This work investigates the effect of adsorbent geometry on diffusion mechanisms assuming form factors as a new approach in the conception of mass transfer model. Experimental nickel adsorption on activated carbon and sugarcane bagasse were selected as case studies. According to SEM images, the activated carbon geometry can be approximated as a sphere with sphericity of 0.47, while the sugarcane bagasse geometry was considered an infinite cylinder. In both cases, the equilibrium data were suitable elucidated by Sips isotherm and the thermodynamic parameters revealed exothermic and spontaneous adsorption process. The numerical solution of the diffusional model was developed and presented in detail considering the geometry of each case study. Finite difference approximations and nonlinear least squares methods have been successfully used to estimate and predict the dynamic adsorption behavior in terms of mass transfer phenomena. It was observed that the adsorption rate was influenced by the geometry and textural characteristics of the adsorbents.
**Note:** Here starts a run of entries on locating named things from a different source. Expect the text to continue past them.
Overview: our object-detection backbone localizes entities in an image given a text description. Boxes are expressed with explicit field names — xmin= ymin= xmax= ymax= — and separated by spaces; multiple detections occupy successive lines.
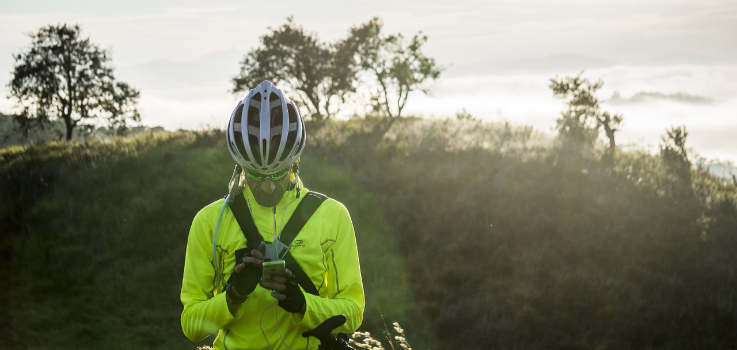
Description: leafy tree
xmin=8 ymin=24 xmax=140 ymax=140
xmin=348 ymin=17 xmax=442 ymax=117
xmin=232 ymin=17 xmax=357 ymax=119
xmin=660 ymin=125 xmax=691 ymax=185
xmin=549 ymin=73 xmax=622 ymax=160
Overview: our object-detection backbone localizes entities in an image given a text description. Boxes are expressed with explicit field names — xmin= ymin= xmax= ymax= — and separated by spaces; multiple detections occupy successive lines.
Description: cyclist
xmin=180 ymin=81 xmax=365 ymax=350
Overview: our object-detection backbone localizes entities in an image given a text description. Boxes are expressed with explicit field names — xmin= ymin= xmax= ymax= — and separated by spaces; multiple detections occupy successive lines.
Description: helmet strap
xmin=228 ymin=164 xmax=243 ymax=203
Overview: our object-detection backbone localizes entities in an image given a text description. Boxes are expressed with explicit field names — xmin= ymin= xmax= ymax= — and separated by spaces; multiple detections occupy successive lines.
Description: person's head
xmin=226 ymin=81 xmax=306 ymax=207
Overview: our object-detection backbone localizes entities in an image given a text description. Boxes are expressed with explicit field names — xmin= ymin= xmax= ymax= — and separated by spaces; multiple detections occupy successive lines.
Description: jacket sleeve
xmin=294 ymin=202 xmax=365 ymax=333
xmin=180 ymin=209 xmax=243 ymax=341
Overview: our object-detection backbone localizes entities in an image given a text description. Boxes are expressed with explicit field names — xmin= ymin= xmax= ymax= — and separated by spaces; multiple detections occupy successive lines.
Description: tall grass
xmin=0 ymin=118 xmax=737 ymax=349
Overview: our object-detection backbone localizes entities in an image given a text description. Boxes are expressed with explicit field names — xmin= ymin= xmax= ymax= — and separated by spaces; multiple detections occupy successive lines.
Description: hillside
xmin=0 ymin=119 xmax=737 ymax=349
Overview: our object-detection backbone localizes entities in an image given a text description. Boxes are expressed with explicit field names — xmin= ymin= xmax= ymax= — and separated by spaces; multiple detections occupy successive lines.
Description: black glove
xmin=230 ymin=252 xmax=262 ymax=304
xmin=279 ymin=278 xmax=307 ymax=313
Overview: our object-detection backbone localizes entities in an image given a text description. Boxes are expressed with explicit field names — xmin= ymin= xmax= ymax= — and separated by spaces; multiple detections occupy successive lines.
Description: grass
xmin=0 ymin=118 xmax=737 ymax=349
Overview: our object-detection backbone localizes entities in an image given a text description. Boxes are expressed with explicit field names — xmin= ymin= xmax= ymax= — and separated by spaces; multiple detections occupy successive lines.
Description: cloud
xmin=604 ymin=91 xmax=714 ymax=105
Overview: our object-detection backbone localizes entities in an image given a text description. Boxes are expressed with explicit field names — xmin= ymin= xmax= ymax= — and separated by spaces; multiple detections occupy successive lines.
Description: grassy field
xmin=0 ymin=118 xmax=737 ymax=349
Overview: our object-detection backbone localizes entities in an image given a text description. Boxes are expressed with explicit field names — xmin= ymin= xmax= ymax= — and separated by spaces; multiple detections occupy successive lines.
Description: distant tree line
xmin=2 ymin=17 xmax=441 ymax=144
xmin=232 ymin=17 xmax=442 ymax=119
xmin=8 ymin=24 xmax=141 ymax=140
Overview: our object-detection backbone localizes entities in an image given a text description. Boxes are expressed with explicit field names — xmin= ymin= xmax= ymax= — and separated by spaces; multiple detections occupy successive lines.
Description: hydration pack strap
xmin=230 ymin=192 xmax=328 ymax=295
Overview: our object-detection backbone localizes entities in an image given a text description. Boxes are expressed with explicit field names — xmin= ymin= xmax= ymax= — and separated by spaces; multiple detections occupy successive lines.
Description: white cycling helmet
xmin=225 ymin=80 xmax=306 ymax=174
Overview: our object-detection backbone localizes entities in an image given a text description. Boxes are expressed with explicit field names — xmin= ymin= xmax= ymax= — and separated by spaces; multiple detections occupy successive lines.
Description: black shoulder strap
xmin=230 ymin=193 xmax=261 ymax=252
xmin=230 ymin=192 xmax=328 ymax=295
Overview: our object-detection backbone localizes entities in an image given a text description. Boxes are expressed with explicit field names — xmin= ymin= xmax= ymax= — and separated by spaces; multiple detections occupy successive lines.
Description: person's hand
xmin=226 ymin=244 xmax=265 ymax=304
xmin=261 ymin=269 xmax=307 ymax=313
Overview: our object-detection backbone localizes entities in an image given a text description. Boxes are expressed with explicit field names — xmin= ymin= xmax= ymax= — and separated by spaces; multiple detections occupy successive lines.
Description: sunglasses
xmin=246 ymin=167 xmax=290 ymax=182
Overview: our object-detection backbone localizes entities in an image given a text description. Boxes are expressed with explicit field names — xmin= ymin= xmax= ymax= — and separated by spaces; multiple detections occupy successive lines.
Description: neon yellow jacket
xmin=180 ymin=186 xmax=365 ymax=350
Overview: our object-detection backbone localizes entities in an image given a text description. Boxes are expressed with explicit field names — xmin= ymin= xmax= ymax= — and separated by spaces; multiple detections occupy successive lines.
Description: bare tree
xmin=549 ymin=73 xmax=623 ymax=161
xmin=232 ymin=17 xmax=357 ymax=119
xmin=348 ymin=17 xmax=442 ymax=117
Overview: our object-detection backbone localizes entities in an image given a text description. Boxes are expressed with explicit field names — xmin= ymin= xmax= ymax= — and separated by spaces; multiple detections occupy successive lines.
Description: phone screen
xmin=263 ymin=260 xmax=285 ymax=276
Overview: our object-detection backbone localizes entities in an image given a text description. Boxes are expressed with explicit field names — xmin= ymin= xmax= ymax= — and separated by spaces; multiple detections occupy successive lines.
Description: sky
xmin=0 ymin=0 xmax=737 ymax=162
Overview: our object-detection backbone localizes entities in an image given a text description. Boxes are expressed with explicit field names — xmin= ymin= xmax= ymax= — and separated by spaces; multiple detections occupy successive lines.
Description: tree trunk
xmin=64 ymin=116 xmax=74 ymax=141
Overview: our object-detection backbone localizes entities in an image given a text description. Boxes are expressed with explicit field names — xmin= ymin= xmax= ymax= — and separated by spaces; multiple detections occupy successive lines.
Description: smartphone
xmin=263 ymin=260 xmax=287 ymax=276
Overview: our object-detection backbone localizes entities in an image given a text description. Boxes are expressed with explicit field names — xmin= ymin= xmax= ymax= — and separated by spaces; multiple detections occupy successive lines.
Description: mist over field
xmin=33 ymin=50 xmax=737 ymax=163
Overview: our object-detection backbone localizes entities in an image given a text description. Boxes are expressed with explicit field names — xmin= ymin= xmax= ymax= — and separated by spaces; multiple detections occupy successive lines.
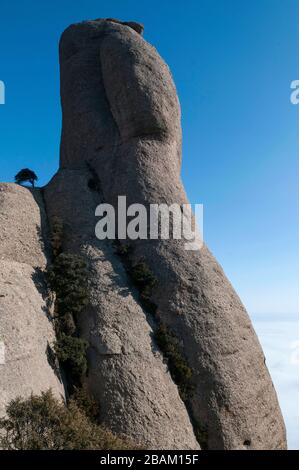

Both surface diffusion (70%) and pore volume diffusion (30%) presented a significant contribution in the activated carbon adsorption. However, only surface diffusion (97%) was significant in the sugarcane bagasse adsorption, since its porosity is three times lower than activated carbon.

这项工作研究吸附剂的几何形状对扩散机理的影响，假设形式因素是传质模型概念中的一种新方法。案例研究选择了在活性炭和甘蔗渣上的镍吸附实验。根据SEM图像，活性炭的几何形状可以近似为球形度为0.47的球体，而甘蔗渣的几何形状则被认为是无限圆柱体。在两种情况下，均可以通过Sips等温线阐明平衡数据，并且热力学参数显示出放热和自发吸附过程。考虑到每个案例研究的几何形状，开发并详细介绍了扩散模型的数值解。有限差分近似和非线性最小二乘法已成功地用于根据传质现象估算和预测动态吸附行为。观察到吸附速率受吸附剂的几何形状和结构特征的影响。表面扩散（70％）和孔体积扩散（30％）都对活性炭的吸附有重要贡献。然而，由于甘蔗渣的孔隙率比活性炭低三倍，因此在甘蔗渣吸附中仅表面扩散（97％）很明显。表面扩散（70％）和孔体积扩散（30％）都对活性炭的吸附有重要贡献。然而，由于甘蔗渣的孔隙率比活性炭低三倍，因此在甘蔗渣吸附中仅表面扩散（97％）很明显。表面扩散（70％）和孔体积扩散（30％）都对活性炭的吸附有重要贡献。然而，由于甘蔗渣的孔隙率比活性炭低三倍，因此在甘蔗渣吸附中仅表面扩散（97％）很明显。